|I don’t think I’ll have a chance to post tomorrow as we are going for a Matrix Marathon; our friend H, [...] and I are going to watch all three Matrix films back to back... I shall reserve judgement and review this experience at the weekend. Anyway, in between my numerous and various preparatory jobs I thought I ought to explain synaesthesia since I made a reference.|
Synaesthesia is where people experience one sensations or abstract concept as a different sort of sensation or abstract concept. People may ‘taste’ sounds, they may ‘see’ numbers as colours and so on. Everybody experiences something of this to some extent. An excellent illustrative example was given in one of the Reith Lectures 2003 about the evolutionary development of language. Apparently the experiment usually uses pictures and I am doing this from a two year old memory but here we go.
There are two aliens from far across the galaxy. One is a very spikey, angular shape with several legs and the other is a soft very round globular thing that just bounces along when it travels. One is called a boolub and one is called a kiki. Which is the boolub and which is the kiki?
Exactly, that’s what everyone says. Of course it is. The way a word sounds shouldn’t logically bare any relation to what shape a thing is, what it might look and feel like. But we automatically make these associations. We say that cheese, which we taste is sharp (sensation) or mellow (sound), that an item of clothing is loud, that Johnny Depp is tasty when very few of us have had the opportunity to test this assertion and so on. Wherever you are in the world, your first word was most likely "mamma", whether it later turned into mom, mummy, maman, mutter, madre etc. Mamma is a lovely, soft and warm word. Which is probably why we call mammaries mammaries.

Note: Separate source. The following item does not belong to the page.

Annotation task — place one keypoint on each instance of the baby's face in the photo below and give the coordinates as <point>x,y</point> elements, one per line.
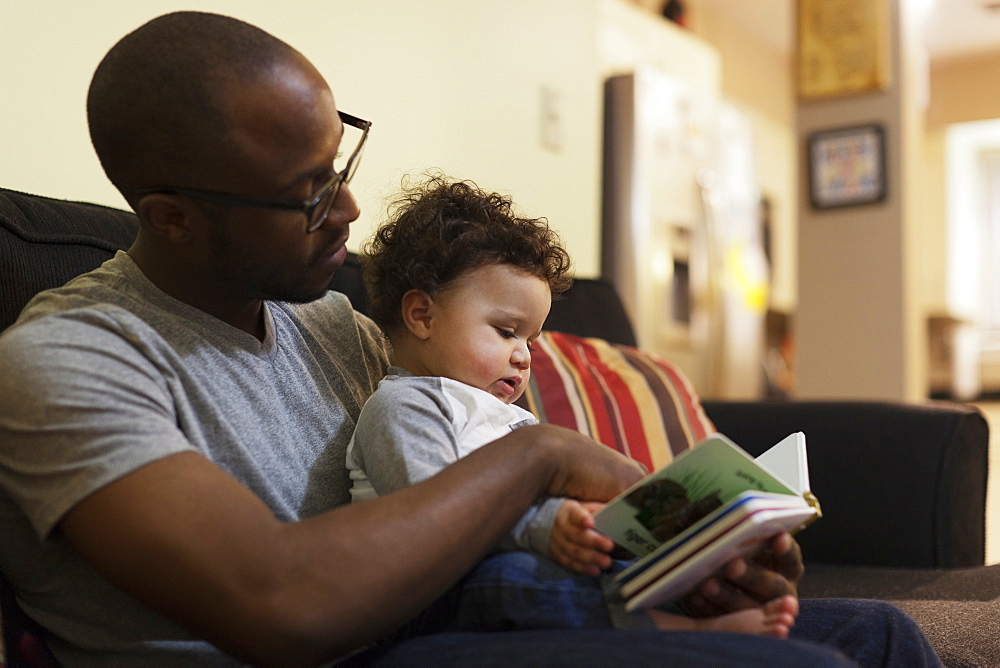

Like I said, the same applies to abstract concepts like numbers – apparently people who see numbers as colours can be totally flummuxed when numbers are coloured in ways which don’t correspond to their colour scheme, as it were. So if a 3 is usually coloured red in their mind and they see it coloured yellow, which is the colour that belongs to a 4, they may well square it to make 16 as opposed to 9. Do you follow? Good. I find this a fascinating idea. I am fascinated the way different individuals process abstract information. Neuropsychology is my back-up plan if the book doesn’t work out.

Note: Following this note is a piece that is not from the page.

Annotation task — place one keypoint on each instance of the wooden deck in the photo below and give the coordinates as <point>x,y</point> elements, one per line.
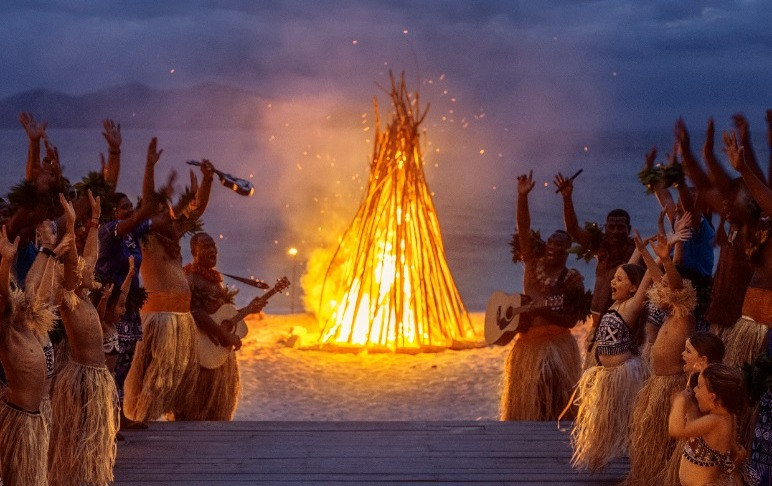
<point>224,453</point>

Personally, I always think about time as a shape, a three dimensional shape around me with curves and dips and bends which are difficult to describe, a path more than a passage, but one that necessarily follows the rules of gravity. I see this path both ahead and behind me, but the units of time aren’t regular distances; some hours and days pass significantly quicker and less notably than others. And I think like a lot of people, I colour people. Not so much people I know well who change colour with my feelings towards them, but for example my doctor is green, my neighbour is orange, the taxi driver I used most often is grey (not a bad grey, a kind of dove grey) and so on.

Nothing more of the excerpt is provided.